Lots of politician things. Notably, France President Emmanuel Macron and Paris Mayor Anne Hidalgo promised to personally take a dip in the Seine to prove its cleanliness. Macron, upon being asked by local journalists, grinned and said: “I will do it, but I won’t give you the date, or you risk being there.”
Hidalgo scheduled her swim for June 23 but pulled the pin at the last minute, citing weather and “political reasons”, in a likely nod to the upcoming election, but still insisted “it’s ready”. “It is not possible to organise the jump to the river during the election,” Hidalgo said. “And now we are with a new date for this very great moment before the opening ceremony, because I want to swim in the River Seine before the opening ceremony.”
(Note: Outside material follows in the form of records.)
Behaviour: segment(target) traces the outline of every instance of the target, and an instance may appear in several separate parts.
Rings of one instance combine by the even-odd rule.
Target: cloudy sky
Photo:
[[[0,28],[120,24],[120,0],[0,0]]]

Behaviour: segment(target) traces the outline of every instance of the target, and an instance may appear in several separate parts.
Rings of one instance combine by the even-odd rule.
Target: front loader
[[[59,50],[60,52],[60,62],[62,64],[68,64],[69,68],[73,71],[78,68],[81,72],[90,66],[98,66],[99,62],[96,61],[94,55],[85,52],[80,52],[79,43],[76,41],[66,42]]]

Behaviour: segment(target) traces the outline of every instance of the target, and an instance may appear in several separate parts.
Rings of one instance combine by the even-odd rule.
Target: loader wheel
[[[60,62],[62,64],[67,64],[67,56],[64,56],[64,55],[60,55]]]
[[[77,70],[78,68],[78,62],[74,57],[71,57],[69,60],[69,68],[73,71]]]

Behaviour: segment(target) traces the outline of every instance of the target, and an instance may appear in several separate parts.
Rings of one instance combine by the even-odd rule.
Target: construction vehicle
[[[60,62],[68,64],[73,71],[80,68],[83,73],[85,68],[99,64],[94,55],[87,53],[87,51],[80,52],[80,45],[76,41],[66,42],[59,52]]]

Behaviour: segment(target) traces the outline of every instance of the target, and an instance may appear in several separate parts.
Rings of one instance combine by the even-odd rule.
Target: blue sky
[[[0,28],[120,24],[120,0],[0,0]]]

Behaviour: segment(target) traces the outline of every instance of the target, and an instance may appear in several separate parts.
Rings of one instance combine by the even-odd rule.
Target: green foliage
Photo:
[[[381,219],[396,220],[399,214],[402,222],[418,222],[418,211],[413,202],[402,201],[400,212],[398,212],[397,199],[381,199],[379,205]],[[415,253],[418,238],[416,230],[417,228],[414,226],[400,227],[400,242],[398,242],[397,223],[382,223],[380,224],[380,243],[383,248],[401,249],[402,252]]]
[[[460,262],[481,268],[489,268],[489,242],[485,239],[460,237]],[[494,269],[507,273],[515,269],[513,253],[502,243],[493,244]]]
How have the locals reacted?
In true Parisian fashion. Always good for a creative protest (see recent efforts by farmers who showered government offices with manure), residents began an online campaign to stage a “poop protest” or “shit flash mob” by defecating en masse to fill the river with human faeces on the day Macron and Hidalgo take to the water. A hashtag which translates to “I shit in the Seine on June 23” soon went viral and spawned memes of AI-generated pictures of toilets along the Seine, and even Macron standing on a bridge covered in faeces.
A website was even created, cleverly utilising the poop emoji and tagline: “Because after putting us in shit it’s up to them to bathe in our shit.” It also featured a handy tool to help people calculate exactly what time they would need to empty their bowels into the river based on their distance away from Paris so that their soil arrived on time to meet the pair.
Parisians are angry over the huge amount France has spent on cleaning up the river, along with other Games-related issues such as pressure on the public transport system, security risks and the rise of the far-right National Rally party. The latter prompted Macron to call a snap parliamentary election.
What about the athletes?
Brazilian Ana Marcela Cunha, who won Tokyo 2020 gold in the women’s marathon 10km swim, recently expressed “concern” about the pollution and said Olympic officials “need a plan B in case it’s not possible to swim in the Seine, because the river is “not made for swimming”.
Last month, Australia’s Chef de Mission Anna Meares said she had faith in the assurances of the Games organisers but would not force athletes to participate if tests showed the water was not safe.“It’s not a point of us stepping in to say ‘we will not let you swim’. Ultimately it’s the choice of the athlete,” Meares said.
Team medical director Dr Carolyn Broderick said the Australian Olympic Committee had experience of protecting athletes from potential infection after similar concerns about the open water swimming venues at the 2016 Rio Games. Her medical team will apply antibacterial solutions to the eyes and skin of athletes after they had been in the water and offer them prophylactic drugs to prevent gut infections.
“I think if the Paris Organising Committee say it’s safe to swim, I don’t have grave concerns,” Broderick said. “We are certainly aware that the water quality differs considerably based on what’s happening outside, particularly rainfall. So we need to prepare them for the possible pathogens that might be in there. And we’ve got a system in place to do that.”
Could Olympic events be cancelled?
Organisers have made clear that there is no Plan B if the water quality does not meet European safety standards during the two weeks of the Games. And while Paris 2024 boss Tony Estanguet was “confident that it will be possible to use the Seine”, he has forewarned “rainy conditions” could force a postponement of the marathon swimming (August 8-9) and triathlon (July 30-31 and August 5). The International Olympic Committee also said in April that the triathlon could be turned into a duathlon - just running and cycling - if the river’s water is too polluted.